Возродившийся (СИ) - Лопатин Георгий
Шрифт:
Интервал:
Закладка:
«Кстати о птичках… Надо бы Полякова выследить и замочить в сортире, — вспомнил Носов о самом „громком“ предателе. — И кто там у нас еще на Запад в это время работал?..»
Увы, в этом вопросе Дмитрий был не силен. Ну не интересовался данной темой. Но все же в памяти всплыло еще несколько имен, некий Лялин, Гордиевский, Пеньковский, ну и конечно Виктор Суворов который Резун. И на этом все.
«А собственно все ли они служили в КГБ? — призадумался Носов. — Могли ведь являться сотрудниками ГРУ. Тогда мне их точно не достать…»
Кроме того, Дмитрий не знал кто и когда пошел на предательство, так что с доказательной базой могло быть очень плохо, от слова «никак».
Но вообще, конечно, ситуация просто выбешивала своей тупостью.
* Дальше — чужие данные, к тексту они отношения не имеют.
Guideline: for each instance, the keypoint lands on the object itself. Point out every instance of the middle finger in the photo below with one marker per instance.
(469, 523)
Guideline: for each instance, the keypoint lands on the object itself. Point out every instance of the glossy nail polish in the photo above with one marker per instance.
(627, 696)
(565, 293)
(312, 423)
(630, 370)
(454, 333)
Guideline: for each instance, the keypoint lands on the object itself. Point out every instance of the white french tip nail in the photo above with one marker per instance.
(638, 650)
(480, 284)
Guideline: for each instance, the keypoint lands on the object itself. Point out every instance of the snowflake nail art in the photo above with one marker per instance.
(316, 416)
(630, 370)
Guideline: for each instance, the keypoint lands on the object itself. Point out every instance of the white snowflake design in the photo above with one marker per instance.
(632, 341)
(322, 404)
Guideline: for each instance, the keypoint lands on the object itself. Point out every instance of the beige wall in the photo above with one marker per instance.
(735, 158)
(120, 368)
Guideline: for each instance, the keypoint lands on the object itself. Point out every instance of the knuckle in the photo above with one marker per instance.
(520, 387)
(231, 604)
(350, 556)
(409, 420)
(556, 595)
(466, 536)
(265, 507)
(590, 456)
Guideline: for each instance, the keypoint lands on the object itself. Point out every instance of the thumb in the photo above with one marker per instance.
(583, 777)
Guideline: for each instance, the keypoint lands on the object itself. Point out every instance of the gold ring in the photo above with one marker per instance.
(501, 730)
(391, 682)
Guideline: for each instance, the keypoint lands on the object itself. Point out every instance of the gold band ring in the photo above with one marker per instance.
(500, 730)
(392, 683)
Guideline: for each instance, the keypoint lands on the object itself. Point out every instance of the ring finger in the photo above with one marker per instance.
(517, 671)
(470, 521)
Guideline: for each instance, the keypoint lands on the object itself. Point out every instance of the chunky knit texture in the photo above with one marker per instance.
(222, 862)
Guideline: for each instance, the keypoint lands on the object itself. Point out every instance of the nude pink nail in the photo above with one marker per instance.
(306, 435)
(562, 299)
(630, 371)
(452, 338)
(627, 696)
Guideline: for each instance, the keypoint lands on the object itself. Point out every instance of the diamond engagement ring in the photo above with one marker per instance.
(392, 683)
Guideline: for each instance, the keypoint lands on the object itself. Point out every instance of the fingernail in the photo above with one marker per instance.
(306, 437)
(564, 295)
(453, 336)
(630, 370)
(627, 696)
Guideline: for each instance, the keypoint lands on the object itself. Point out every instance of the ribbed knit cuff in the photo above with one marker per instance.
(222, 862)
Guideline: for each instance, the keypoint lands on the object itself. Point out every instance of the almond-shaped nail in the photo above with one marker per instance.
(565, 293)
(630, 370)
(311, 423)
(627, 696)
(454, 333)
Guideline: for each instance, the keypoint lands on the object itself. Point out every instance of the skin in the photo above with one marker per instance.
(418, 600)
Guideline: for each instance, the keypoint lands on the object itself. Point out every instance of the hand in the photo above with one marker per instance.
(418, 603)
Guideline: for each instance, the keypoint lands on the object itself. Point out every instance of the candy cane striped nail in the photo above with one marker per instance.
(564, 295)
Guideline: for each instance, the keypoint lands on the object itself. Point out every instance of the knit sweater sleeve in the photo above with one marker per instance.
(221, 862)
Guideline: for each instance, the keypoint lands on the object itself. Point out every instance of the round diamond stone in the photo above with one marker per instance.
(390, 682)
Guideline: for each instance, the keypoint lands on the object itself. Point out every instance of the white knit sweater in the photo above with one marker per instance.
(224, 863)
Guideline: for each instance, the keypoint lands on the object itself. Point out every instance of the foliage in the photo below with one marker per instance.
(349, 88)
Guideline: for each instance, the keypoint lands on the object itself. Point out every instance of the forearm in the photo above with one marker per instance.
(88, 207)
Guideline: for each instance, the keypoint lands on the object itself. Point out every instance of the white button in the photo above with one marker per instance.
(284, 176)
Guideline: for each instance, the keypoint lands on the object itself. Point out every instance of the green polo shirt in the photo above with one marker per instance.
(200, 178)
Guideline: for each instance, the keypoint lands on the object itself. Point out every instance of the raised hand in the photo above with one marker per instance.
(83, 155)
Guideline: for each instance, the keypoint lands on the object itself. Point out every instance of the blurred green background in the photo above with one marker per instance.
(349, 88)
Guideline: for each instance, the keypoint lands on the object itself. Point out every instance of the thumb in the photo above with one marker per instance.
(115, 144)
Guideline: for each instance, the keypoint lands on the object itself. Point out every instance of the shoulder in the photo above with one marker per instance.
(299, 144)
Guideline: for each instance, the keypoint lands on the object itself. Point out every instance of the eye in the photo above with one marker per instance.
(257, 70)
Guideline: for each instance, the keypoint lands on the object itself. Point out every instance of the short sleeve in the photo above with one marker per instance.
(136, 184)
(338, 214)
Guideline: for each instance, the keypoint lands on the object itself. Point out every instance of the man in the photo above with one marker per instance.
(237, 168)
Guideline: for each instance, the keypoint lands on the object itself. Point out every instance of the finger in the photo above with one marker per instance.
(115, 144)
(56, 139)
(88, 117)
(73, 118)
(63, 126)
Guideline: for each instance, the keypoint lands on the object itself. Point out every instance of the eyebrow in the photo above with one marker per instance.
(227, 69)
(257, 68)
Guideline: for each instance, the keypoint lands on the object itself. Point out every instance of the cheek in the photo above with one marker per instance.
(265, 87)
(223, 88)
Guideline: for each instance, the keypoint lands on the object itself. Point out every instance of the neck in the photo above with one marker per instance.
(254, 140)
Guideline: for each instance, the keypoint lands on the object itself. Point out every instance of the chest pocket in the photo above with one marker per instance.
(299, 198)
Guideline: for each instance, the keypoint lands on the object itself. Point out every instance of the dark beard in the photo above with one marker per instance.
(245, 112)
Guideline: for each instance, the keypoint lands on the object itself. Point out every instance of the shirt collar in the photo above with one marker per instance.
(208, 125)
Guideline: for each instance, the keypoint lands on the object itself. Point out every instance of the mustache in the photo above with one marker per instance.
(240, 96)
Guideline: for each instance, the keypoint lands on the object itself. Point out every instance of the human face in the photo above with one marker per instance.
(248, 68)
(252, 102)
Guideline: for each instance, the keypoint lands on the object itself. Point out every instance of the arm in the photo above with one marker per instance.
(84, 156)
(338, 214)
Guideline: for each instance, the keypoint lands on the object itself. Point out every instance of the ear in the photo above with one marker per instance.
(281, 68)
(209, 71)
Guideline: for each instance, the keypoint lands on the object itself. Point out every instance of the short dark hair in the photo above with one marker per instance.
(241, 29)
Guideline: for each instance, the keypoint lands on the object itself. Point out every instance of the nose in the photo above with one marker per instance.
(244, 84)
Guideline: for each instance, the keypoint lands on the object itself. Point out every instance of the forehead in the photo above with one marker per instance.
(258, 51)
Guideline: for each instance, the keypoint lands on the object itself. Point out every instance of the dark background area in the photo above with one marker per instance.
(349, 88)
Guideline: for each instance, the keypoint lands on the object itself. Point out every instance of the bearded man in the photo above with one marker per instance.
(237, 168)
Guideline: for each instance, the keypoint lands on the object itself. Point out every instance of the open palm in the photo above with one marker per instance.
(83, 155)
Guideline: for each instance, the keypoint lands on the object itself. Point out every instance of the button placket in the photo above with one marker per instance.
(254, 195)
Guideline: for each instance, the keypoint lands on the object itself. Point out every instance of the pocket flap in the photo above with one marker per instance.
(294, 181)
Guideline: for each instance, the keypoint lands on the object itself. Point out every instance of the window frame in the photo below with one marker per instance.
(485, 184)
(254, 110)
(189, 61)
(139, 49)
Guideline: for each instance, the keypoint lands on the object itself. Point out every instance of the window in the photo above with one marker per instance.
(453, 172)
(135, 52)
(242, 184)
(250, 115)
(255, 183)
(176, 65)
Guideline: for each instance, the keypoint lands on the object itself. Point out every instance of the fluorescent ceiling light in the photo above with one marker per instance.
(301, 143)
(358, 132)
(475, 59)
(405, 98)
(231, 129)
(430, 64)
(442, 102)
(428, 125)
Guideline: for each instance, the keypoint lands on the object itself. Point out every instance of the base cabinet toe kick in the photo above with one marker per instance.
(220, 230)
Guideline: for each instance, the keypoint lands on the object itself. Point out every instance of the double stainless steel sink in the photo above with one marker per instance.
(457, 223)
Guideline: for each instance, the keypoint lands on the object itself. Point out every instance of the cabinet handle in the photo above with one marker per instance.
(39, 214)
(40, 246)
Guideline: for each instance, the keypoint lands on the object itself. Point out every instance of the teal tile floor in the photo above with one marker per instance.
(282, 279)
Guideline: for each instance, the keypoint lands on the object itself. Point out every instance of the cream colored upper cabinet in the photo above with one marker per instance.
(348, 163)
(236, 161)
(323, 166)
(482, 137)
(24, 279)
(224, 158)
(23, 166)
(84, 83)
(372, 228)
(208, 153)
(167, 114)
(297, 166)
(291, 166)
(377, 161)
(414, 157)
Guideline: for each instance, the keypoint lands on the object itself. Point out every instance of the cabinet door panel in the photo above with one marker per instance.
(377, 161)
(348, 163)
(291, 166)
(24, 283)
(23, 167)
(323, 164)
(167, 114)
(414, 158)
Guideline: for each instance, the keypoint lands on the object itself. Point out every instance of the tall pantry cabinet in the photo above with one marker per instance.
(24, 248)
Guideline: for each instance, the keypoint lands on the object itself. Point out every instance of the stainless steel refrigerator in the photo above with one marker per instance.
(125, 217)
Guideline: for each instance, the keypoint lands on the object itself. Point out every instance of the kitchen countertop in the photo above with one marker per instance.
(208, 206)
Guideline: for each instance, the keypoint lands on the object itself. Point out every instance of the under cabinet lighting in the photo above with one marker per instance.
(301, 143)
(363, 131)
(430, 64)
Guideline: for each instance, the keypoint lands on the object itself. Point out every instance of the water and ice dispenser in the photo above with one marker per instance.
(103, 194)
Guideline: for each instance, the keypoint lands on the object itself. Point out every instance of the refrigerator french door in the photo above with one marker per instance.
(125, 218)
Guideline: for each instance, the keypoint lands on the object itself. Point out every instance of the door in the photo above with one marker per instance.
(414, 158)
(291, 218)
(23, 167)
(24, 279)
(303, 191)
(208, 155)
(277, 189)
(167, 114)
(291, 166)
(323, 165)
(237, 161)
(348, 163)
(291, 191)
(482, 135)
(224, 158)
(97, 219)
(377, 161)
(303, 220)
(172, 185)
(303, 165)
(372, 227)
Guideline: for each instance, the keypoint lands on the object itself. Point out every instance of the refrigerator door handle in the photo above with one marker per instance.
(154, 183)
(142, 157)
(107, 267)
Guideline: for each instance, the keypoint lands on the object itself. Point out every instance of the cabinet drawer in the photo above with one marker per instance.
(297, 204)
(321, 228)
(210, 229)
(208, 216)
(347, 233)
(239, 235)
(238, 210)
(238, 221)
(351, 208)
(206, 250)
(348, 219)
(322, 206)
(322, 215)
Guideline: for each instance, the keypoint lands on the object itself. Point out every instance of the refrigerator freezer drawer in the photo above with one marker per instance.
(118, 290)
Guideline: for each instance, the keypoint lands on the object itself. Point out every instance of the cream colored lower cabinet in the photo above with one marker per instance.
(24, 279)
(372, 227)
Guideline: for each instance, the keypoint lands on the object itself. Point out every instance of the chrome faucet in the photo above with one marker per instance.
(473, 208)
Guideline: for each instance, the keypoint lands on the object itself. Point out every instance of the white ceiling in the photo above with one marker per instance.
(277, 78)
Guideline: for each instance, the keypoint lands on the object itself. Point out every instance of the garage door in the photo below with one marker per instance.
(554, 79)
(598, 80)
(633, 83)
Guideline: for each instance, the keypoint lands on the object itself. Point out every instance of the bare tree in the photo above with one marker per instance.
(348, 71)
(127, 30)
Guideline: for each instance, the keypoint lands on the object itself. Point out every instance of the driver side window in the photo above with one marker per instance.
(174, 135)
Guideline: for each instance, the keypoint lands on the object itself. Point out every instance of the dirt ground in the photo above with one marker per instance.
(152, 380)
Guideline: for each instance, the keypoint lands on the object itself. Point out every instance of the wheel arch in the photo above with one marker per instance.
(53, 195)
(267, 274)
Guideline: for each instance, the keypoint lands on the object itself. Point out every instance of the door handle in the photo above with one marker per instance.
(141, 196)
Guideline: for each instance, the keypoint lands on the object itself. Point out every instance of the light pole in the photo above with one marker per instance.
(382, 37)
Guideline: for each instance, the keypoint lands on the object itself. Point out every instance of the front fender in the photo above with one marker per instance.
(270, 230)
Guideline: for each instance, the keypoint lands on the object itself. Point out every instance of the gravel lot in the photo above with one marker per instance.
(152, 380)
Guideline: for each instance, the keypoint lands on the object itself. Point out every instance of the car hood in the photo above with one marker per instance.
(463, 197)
Из-за каких-то глупых предрассудков КГБ и ГРУ проворонили огромное количество врагов в своих рядах, хотя большую их часть можно было выявить чисто аппаратными методами на начальном этапе. Казалось бы, такие организации по определению должны использовать в своей работе самые передовые инструменты. Но нет…
— Вот уж правда иная глупость и косность мышления страшнее предательства…
Но, как понял Дмитрий, какой-то элемент психологической проверки все же имел место быть. Наверное, в чем-то даже еще более жесткий, чем у дипломированного психиатра. Потому как проверкой занимались съевшие собаку на живом общении с людьми сотрудники.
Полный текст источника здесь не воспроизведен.